A Los Angeles County jury has awarded a former LAPD sergeant $4.5 million after finding that department officials retaliated against him when he reported another officer for billing Metro Transit for overtime work that was never performed.
The lawsuit by Randy Rangel, who spent 32 years with the department before retiring in 2023, was the latest in a string of lawsuits involving officers from the department’s Transit Services Division over allegations of overtime fraud, gender discrimination and lax supervision. Often, the officers who sued alleged they faced backlash from their bosses after having pointed fingers at their own colleagues.
In Rangel’s case, he said his troubles started in February 2018 when he alleged a sergeant, Humberto Najera, was overreporting overtime.
Rangel claimed he reported the issue up the chain of command on at least two occasions in 2018 and 2019 but the department never launched an investigation.
Instead, he said in his lawsuit, he became the target of a months-long retaliation and harassment campaign. He eventually lost his position as captain’s adjutant, considered a springboard to promotion, and suspects that someone from the command staff started a false rumor that he was sleeping with a civilian secretary.
Fearing further retaliation, Rangel said, he filed a complaint anonymously with Internal Affairs in February 2020.
After taking some paid time off to recover from shoulder surgery for an injury sustained on the job, Rangel’s suit said, he returned to work in September 2020 and discovered that his name was circulating as the source of the complaint. Under department rules, such information is supposed to be secret to protect whistleblowers.
The suit says that a supervisor informed him he was in the “crosshairs” of Najera and Lt. Leonard Perez, whom Rangel had accused of failing to investigate the overtime fraud.
The retired sergeant said he endured sarcastic quips about his work injury and, after an encounter in which officers under his command were accused of using force and not reporting it, colleagues mocked him about what they dubbed the “Rangel incident.”
Perez, he said, wrote him up for potential discipline, a move that hung over Rangel’s head until department higher-ups cleared him. Perez denied the allegations in court documents.
Rangel’s attorney, Tamar Arminak, said her client felt vindicated by the jury’s decision, after spending years trying to blow the whistle about a division that was essentially run as its own fiefdom.
Najera in particular, she said, benefited from his close relationship with Perez, the lieutenant, and other senior leadership. Even though he was being paid overtime by the Metropolitan Transportation Authority, Najera spent some of his shifts doing homework and other activities not related to his job, she said.
“Having his textbooks out, listening to lectures at his desk, not even giving a s—,” she said. “I mean, his [overtime] hours were insane.”
When reached on Monday, Najera said he’d been told not to discuss the case and directed questions to the LAPD’s press office, which didn’t immediately respond to a request for comment.
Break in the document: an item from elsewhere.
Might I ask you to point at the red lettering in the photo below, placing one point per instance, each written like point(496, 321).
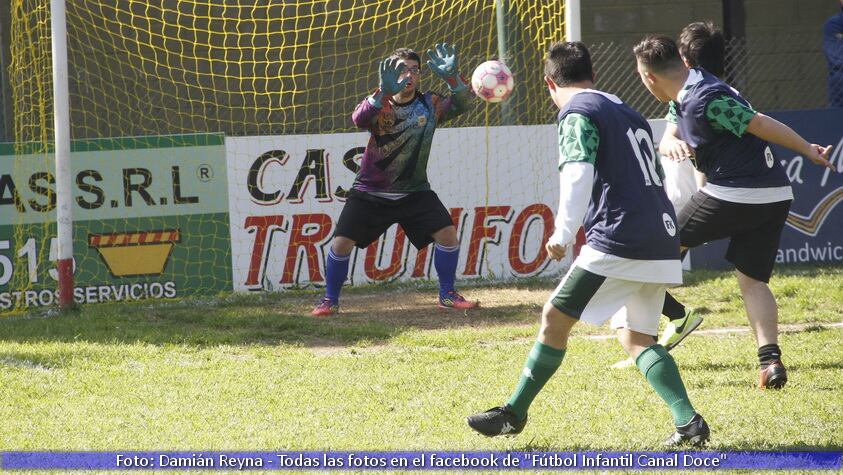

The city attorney’s office, which defended the officers listed as defendants in the suit, also did not respond to a request for comment.
The final amount that the city pays out to Rangel may change, as such figures are often appealed and later hashed out in post-trial hearings.
Although some lawsuits are inevitable, the tens of millions of dollars in taxpayer money spent to pay verdicts or settlements over police behavior has increasingly angered city officials and the public, particularly given the city’s dire financial straits. On social media last week, City Controller Kenneth Mejia reported that the city had paid out more than $107 million so far this fiscal year to settle police-related court cases.
Department officials are said to be quietly studying the problem of growing legal payouts, with the hope of figuring out ways to clamp down on behavior that can lead to such lawsuits.
“The culture was terrible. I mean it was all about greed,” said Heather Rolland, a former Transit Services detective. “It’s a good ol’ boys club.”
Rolland herself sued the city, alleging she faced retaliation and gender discrimination during her time with Transit Services, and a jury awarded her $949,000 last year.
She said the division’s leaders went to great lengths to hide the complaints from the MTA, out of fear that it would void its lucrative contract with the LAPD. The Police Department is one of several local law enforcement agencies that contract with MTA to patrol the county’s sprawling bus and rail system.
The LAPD is responsible for nearly three-quarters of the system and deploys, on average, 386 officers daily, more than half of whom are working overtime.
Apart from Rolland and Rangel, numerous other current and former division officers have filed lawsuits in recent years. One female officer alleged that the department went after her after she reported being groped under her ballistic vest and other sexual harassment on the job, while another officer alleged in his lawsuit that he was harassed after his colleagues found out that he was bisexual.
Brian Pratt, a Transit Services captain who supervised Rangel, filed his own retaliation lawsuit against the city.
So did a former Internal Affairs detective who says he was pressured by senior department officials to substantiate allegations made against Pratt. A sergeant who has been listed as a defendant in several suits, Ashraf “Andy” Hanna, took his own legal action against the city, claiming he was discriminated against because of his Egyptian heritage. Hanna’s case and the Internal Affairs detective’s claim both remain pending, with the city denying wrongdoing.